La ligne de métro passe à proximité de Guanabara, la baie qui accueillera les épreuves de voile, sous le regard du Christ Rédempteur. Voilà pour la carte postale. Lors de sa désignation comme ville-hôte en 2009, Rio avait promis que les eaux de la Baie seraient traitées à 80 %. Sept ans plus tard, les égouts de la ville se déversent toujours dans la baie.

Malgré la présence de bateaux collecteurs et de filets de protection, toutes sortes de détritus virevoltent au gré des courants. Et les dernières analyses n'ont montré aucune amélioration de la qualité des eaux, contaminées par des bactéries.

Entre deux passages de bouées, les «voileux» devront donc éviter les objets flottants pour espérer gagner.

Victoire, défaite, rires, larmes... Ces mots accompagneront la grande fête olympique à partir de mercredi, où seront disputés les premiers matches de football. Les premières médailles seront distribuées samedi, en natation, haltérophilie, cyclisme, escrime, judo, tir ou tir à l'arc.

Y aura-t-il des Russes sur les podiums au bout du contre-la-montre?

Les Jeux en bref

Un plombier pour les Britanniques!

La Grande-Bretagne, hôte des précédents jeux Olympiques en 2012 à Londres, s'est déplacée à Rio avec 366 sportifs. Et la délégation britannique s'est préparée au pire après la polémique autour des Australiens et de leur chaotique installation au Village Olympique.

«Nous avons notre propre plombier, qui sera là quotidiennement. Peut-être que les douches de certains seront un peu plus froides que ce qu'ils souhaitent, mais on est préparé», a expliqué le chef de mission Mark England.

En revanche, pas de pompier britannique dépêché, alors qu'un incendie s'est déclaré dimanche chez les Australiens.

Les pompiers de Rio «ont testé notre bâtiment à de nombreuses reprises et nous sommes satisfaits des certificats que l'on a vus», a rassuré England.

Boomer au village

Athlète le plus médaillé de l'histoire olympique, avec 22 médailles, dont 18 titres, le jeune papa Michael Phelps pourra compter sur un coup de pouce de son tout jeune fils avant de plonger dans le bassin carioca, où il cherchera à agrandir encore sa collection.

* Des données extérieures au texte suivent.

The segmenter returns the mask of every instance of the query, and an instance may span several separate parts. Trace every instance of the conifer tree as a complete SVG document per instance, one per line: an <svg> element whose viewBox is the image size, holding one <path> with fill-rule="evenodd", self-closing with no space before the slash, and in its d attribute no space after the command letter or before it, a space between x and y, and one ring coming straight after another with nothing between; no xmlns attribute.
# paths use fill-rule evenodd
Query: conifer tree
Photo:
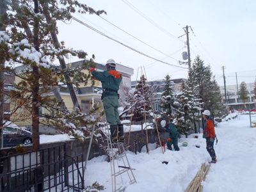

Une empreinte de pied de Boomer, qui fêtera ses trois mois le jour même de la cérémonie d'ouverture vendredi, est en effet imprimée sur la semelle intérieure d'une de ses baskets, rapporte NBC.

Fièvre dans l'espace

«Nous venons juste de survoler Rio de Janeiro et nous sommes tous très excités pour les Olympiques là-haut.»

C'est le message posté il y a quelques heures sur le compte Twitter de la Nasa par l'astronaute américaine Kate Rubins, qui a rejoint la Station spatiale internationale (ISS) début juillet pour sa première mission dans l'espace.

Mauvaise utilisation pour Green

Une mauvaise manipulation de Draymond Green et ce qui ne devait rester qu'une blague dans sa sphère privée s'est retrouvé visible sur son compte Snapchat pendant une dizaine de minutes dimanche après-midi.

«J'ai appuyé sur le mauvais bouton. C'était censé être privé», a regretté l'ailier fort des Warriors de Golden State, tête d'affiche de la Dream Team américaine de basket-ball.

L'objet de la controverse: une photo de son pénis!